EDUCAÇÃO
DIA DO PROFESSOR: data comemorativa também remete à reflexões sobre a carreira
Foto Divulgação
Hoje (15) é data para celebrar o profissional que forma todos os demais, o professor. Além de comemorar, a passagem da data também leva à reflexão, afinal, garantir que os docentes tenham as condições ideais para desenvolver suas atividades e ajudar a garantir uma sociedade desenvolvida deve ser preocupação de todos.
Em 2024, duas pesquisas realizadas no Brasil chamaram atenção. Os professores são os profissionais em que os brasileiros mais confiram, segundo a Ipsos Global Trustworthiness Index 2024. Depois aparecem médicos e cientistas. Por outro lado, oito em cada dez docentes da educação básica já pensaram em desistir da carreira. O dado é da pesquisa inédita Perfil e Desafios dos Professores da Educação Básica no Brasil, do Instituto Semesp.

Para citar dados mais recentes, no início deste mês, a Pesquisa Internacional sobre Ensino e Aprendizagem, divulgada pela Organização para a Cooperação e Desenvolvimento Econômico (OCDE), mostrou que os professores brasileiros gastam 21% do tempo em sala de aula para manter a ordem. O dado é bem superior a média mundial, que é de 16%.

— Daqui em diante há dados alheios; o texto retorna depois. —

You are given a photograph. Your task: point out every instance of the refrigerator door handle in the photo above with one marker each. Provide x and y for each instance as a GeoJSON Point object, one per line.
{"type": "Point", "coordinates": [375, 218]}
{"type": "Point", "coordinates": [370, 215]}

A pesquisa também examina o nível de satisfação dos professores em alguns parâmetros, como intenções de carreira, motivação e status da profissão. Apenas 14% dos professores brasileiros pensam que são valorizados na sociedade.
Recentemente, O Correspondente entrevistou a secretária de Educação de Carazinho, Elisabete Medeiros, e o coordenador regional de Educação, Marcelo Fernando Kolling, e abordou alguns temas relacionados à carreira do magistério.

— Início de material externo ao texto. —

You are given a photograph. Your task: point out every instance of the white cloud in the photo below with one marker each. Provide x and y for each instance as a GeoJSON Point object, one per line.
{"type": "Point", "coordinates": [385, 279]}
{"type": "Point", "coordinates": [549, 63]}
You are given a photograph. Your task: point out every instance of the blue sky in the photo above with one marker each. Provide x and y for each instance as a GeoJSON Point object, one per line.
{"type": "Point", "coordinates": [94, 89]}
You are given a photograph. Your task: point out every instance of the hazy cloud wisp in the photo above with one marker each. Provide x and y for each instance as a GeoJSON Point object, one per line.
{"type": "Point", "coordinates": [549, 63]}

"Temos o acolhimento como principal meta. Estamos visitando as escolas da 39ª CRE pois a melhor forma é estar ao lado dos professores, ouví-los em suas angústias, mas ao mesmo tempo levar a esperança.O professor não pode deixar apagar a chama, pois ele tem sua importância. Claro que não podemos olhar apenas como missão, precisa ter valorização, condições de trabalho. A sociedade precisa enxergar que o professor precisa deste reconhecimento pelo papel que ele exerce. A dificuldade que temos hoje é neste sentido. Nossa mensagem é que sem o professor não conseguimos fazer nada, nós enxergamos esta importância", colocou.

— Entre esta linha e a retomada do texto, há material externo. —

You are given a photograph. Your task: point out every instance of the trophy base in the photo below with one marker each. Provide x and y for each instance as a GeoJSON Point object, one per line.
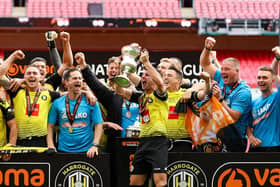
{"type": "Point", "coordinates": [122, 81]}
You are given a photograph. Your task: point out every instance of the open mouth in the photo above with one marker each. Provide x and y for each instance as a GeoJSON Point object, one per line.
{"type": "Point", "coordinates": [77, 85]}
{"type": "Point", "coordinates": [32, 80]}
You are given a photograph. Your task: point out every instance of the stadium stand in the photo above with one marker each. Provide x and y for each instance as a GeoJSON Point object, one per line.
{"type": "Point", "coordinates": [6, 8]}
{"type": "Point", "coordinates": [237, 9]}
{"type": "Point", "coordinates": [250, 61]}
{"type": "Point", "coordinates": [112, 8]}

Kolling destacou que na pandemia o celular foi aliada, mas a sociedade refletiu e se proibiu o uso na escola, sem ser para atividade específica. "Então o professor não disputa mais a atenção com a tecnologia, mas agora o segundo desafio a ser superado é o resgate do respeito e a autoridade em sala de aula", apontou.
Ainda sobre a influência do celular nas escolas, diante da proibição que passou a valer este ano, o coordenador contou que cada escola adotou estratégias para atender a esta medida e que os efeitos foram muito positivos. "Foi preciso adaptação para retomar a socialização: jogos, espaços de convivência, enfim. Muitos diretores usaram valores repassados pelo Governo ainda no ano passado para proporcionar algumas atividades neste sentido", informou.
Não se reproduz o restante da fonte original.